Berset Alain · Ständerat · 2007-03-15
Berset Alain · Ständerat · Freiburg · Sozialdemokratische Fraktion · 2007-03-15
Wortprotokoll
La minorité vous propose ici de maintenir le droit en vigueur aux articles 10, 11, 36, 38, 43, 44, 45, 49, 50 et 53, comme conséquence de la décision qui sera prise concernant le bail à ferme agricole et le contrôle des fermages.
Le contrôle des fermages pour les immeubles agricoles isolés permet de limiter l'évolution des prix. Il sert de signal; il agit directement sur les contrats conclus par les autorités publiques concernées - lesquelles peuvent être les communes, naturellement, les bourgeoisies, corporations, fondations, et d'autres acteurs de ce marché. Nombre de propriétaires privés se réfèrent également au prix licite pour mettre leur terrain en affermage; le signal qui est donné avec le prix licite est donc important, parce qu'il sert de référence.
La minorité craint simplement que la modification de cet article, tel qu'il figure dans le droit en vigueur, ait pour conséquence de conduire directement à une augmentation des prix, notamment chez les propriétaires que sont les communes, bourgeoisies, etc., évoqués plus haut, et qui se sont tous jusqu'ici appuyés sur le prix licite. L'exploitation de terres louées est d'une grande importance pour beaucoup d'exploitants, tout comme l'est pour eux le contrôle de l'évolution des prix. Donc il y a une certaine logique: si nous avons décidé tout à l'heure de ne pas supprimer le prix licite pour la vente des terrains, il est logique de garder le contrôle des fermages aussi pour les locations.
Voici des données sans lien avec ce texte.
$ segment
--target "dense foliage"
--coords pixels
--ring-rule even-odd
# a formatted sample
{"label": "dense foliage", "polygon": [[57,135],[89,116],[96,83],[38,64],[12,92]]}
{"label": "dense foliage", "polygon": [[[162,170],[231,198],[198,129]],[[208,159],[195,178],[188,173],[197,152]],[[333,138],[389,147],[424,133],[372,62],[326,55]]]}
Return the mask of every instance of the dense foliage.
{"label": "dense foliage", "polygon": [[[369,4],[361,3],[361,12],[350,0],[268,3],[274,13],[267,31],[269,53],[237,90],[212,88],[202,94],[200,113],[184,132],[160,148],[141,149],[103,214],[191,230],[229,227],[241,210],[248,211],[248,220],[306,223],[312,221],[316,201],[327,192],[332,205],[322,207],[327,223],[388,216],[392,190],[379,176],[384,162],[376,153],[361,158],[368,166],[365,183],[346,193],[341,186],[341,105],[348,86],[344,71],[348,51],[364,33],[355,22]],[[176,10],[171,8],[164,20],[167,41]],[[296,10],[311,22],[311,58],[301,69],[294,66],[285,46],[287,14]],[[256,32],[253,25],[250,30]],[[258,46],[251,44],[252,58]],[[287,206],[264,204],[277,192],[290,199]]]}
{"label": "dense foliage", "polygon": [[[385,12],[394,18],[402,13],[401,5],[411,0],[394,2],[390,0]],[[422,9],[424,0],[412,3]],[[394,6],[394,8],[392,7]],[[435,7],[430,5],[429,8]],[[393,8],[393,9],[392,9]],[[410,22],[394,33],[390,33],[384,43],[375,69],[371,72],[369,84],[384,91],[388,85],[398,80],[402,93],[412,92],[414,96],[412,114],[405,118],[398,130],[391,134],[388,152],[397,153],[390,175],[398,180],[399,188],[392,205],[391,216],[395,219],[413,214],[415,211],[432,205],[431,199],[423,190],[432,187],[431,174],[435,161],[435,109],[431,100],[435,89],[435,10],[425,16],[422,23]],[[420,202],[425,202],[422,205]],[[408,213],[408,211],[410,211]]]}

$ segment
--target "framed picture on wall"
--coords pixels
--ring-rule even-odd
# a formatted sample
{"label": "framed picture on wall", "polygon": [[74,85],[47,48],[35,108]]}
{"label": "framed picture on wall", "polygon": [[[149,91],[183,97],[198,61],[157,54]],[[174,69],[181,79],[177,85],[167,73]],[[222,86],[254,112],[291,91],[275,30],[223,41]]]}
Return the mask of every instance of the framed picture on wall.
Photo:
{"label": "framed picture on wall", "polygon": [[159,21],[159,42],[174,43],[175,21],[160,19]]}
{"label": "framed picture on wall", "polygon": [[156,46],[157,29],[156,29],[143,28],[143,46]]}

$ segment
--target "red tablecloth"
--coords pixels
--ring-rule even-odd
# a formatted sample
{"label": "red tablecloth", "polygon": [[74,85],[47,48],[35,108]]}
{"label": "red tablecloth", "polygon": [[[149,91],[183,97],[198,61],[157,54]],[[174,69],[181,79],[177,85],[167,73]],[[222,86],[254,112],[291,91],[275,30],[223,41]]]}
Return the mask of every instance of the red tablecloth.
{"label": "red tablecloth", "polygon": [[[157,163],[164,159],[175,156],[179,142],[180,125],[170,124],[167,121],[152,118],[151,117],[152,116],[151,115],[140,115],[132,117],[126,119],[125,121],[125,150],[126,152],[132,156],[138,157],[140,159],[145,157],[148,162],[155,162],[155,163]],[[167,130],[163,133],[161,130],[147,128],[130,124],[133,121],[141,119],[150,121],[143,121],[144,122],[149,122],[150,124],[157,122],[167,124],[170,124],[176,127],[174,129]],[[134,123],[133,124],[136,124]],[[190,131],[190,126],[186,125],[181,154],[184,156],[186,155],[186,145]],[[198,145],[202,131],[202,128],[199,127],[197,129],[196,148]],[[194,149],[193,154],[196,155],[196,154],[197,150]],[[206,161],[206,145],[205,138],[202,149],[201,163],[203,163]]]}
Une des craintes qui a été exprimée par ceux qui voulaient supprimer le prix de vente licite était de dire que celui-ci freinait les changements de propriétaires. Or nous venons de décider à une large majorité de garder ce contrôle. Mais au contraire, si on supprime le contrôle des fermages, cela pourrait être un frein supplémentaire - si déjà on admet cet argument - aux changements de propriétaires parce qu'il deviendrait plus intéressant pour eux de louer leurs terres, sachant qu'il n'y a plus de contrôle du prix des fermages et qu'ils peuvent augmenter leurs prix selon un marché qui se développerait différemment selon les régions, mais dans lequel il est difficile d'imaginer qu'on n'ait pas une augmentation assez nette des prix des fermages.
Ici aussi - mais j'ai constaté tout à l'heure que ce n'est peut-être pas un argument qui a une immense portée dans ce conseil -, 20 cantons se sont clairement exprimés pour le maintien de cet article selon le droit en vigueur. Ce ne sont pas seulement 20 cantons, mais également l'ensemble des organisations nationales et cantonales des paysans qui disent que c'est un instrument qu'ils souhaitent pouvoir continuer à utiliser à l'avenir. Je le rementionne ici sans trop d'espoir, mais je pense que c'est quand même utile que cela figure au Bulletin officiel.
Avec ces arguments, la petite minorité de la commission, qui reste toujours une petite minorité de la commission mais qui espère toujours représenter une partie importante du monde paysan dans cette question, vous recommande de suivre sa proposition.